Verpufft ist diese Lebendigkeit, die solch einen großen Teil meiner Persönlichkeit ausgemacht hat. Ich merke, wie sich Bitterkeit und Resignation um mein angeschlagenes Herz schlingen. "Du hast verloren verloren verloren", tönt es höhnisch. "Du hast auf ganzer Strecke verloren, hähä: Vianne, Jesse, Hoffnung, Mut, Liebe, Vertrauen, Energie, Führerschein (har har), Demut, Achtsamkeit, Herzenswärme." Zu viele Dinge überfordern mich aktuell. Bald ist Weihnachten... Die Zeit der Stille... Vielleicht brauche ich diese Stille, um mich neu zu finden, neu zu ergründen. Vielleicht sollte ich nicht mehr gegen die Trauer ankämpfen, sondern sie annehmen. Es fällt mir nur so bleischwer, mein jetziges Leben anzunehmen... Was ich brauche ist ein Wunder, denn ich bin nicht so stark wie meine kleine wunderbare Tochter Vianne, auch wenn ich auf eine Art und Weise mutig bin - in WehMUT steckt schließlich Mut.

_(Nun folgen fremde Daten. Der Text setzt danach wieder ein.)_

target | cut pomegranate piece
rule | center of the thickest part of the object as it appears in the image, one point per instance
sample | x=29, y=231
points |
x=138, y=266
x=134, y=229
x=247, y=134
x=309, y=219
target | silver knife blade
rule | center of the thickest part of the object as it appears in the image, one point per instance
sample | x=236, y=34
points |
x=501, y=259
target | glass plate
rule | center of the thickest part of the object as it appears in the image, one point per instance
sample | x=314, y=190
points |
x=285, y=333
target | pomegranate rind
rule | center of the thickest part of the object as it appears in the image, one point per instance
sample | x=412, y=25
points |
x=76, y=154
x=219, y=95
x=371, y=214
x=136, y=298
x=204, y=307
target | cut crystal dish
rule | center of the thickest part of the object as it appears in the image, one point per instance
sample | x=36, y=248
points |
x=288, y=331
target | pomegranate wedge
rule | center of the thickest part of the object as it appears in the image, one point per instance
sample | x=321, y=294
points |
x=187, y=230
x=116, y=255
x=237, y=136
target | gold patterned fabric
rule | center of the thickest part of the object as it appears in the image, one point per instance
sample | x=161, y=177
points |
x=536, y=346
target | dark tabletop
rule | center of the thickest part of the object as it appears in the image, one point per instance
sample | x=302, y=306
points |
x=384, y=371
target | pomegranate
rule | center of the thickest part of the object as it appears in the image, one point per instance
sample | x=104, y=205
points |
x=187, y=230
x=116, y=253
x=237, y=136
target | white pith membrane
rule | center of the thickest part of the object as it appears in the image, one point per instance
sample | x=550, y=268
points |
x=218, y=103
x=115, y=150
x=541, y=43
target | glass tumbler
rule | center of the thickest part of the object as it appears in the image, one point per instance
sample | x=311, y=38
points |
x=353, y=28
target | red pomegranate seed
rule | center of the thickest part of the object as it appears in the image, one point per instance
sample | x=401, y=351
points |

 "Ich möchte sie doch nur noch einmal sie sehen, nur noch einmal mit ihr sprechen, Mama, mehr will ich doch gar nicht...", hat Ada erst letztens wieder mit tränenschimmernden Augen zu mir gesagt. Sie verlangt noch nicht einmal, dass du ständig wieder an ihrer Seite ruhst. Nur noch einmal sehen, umarmen, berühren, einatmen, genießen und deine Wärme spüren.

Was wir brauchen ist ein Wunder...
Wir haben seit kurzem ein wirklich wunderschönes, geschichtsträchtiges Klavier (Danke Jan und Kathrin!). Jedes Familienmitglied hat es für sich entdeckt - sogar Vita (unsere Katze) habe ich schon einmal klammheimlich über die Tasten huschen hören, und jedem bringt es Entlastung. Luke spielt schon so toll und ich merke, wie er sich beim Klavierspiel innerlich entspannt. Eine Zeit der (inneren) Stille ist vonnöten...

PS: Lesung in Magdeburg - mit dir, meine kleine Kämpferin. Du warst dabei und wir haben ihnen deine/unsere Geschichte erzählt... Es ist schön, dass die Menschen von dir hören möchten. Danke Magdeburg!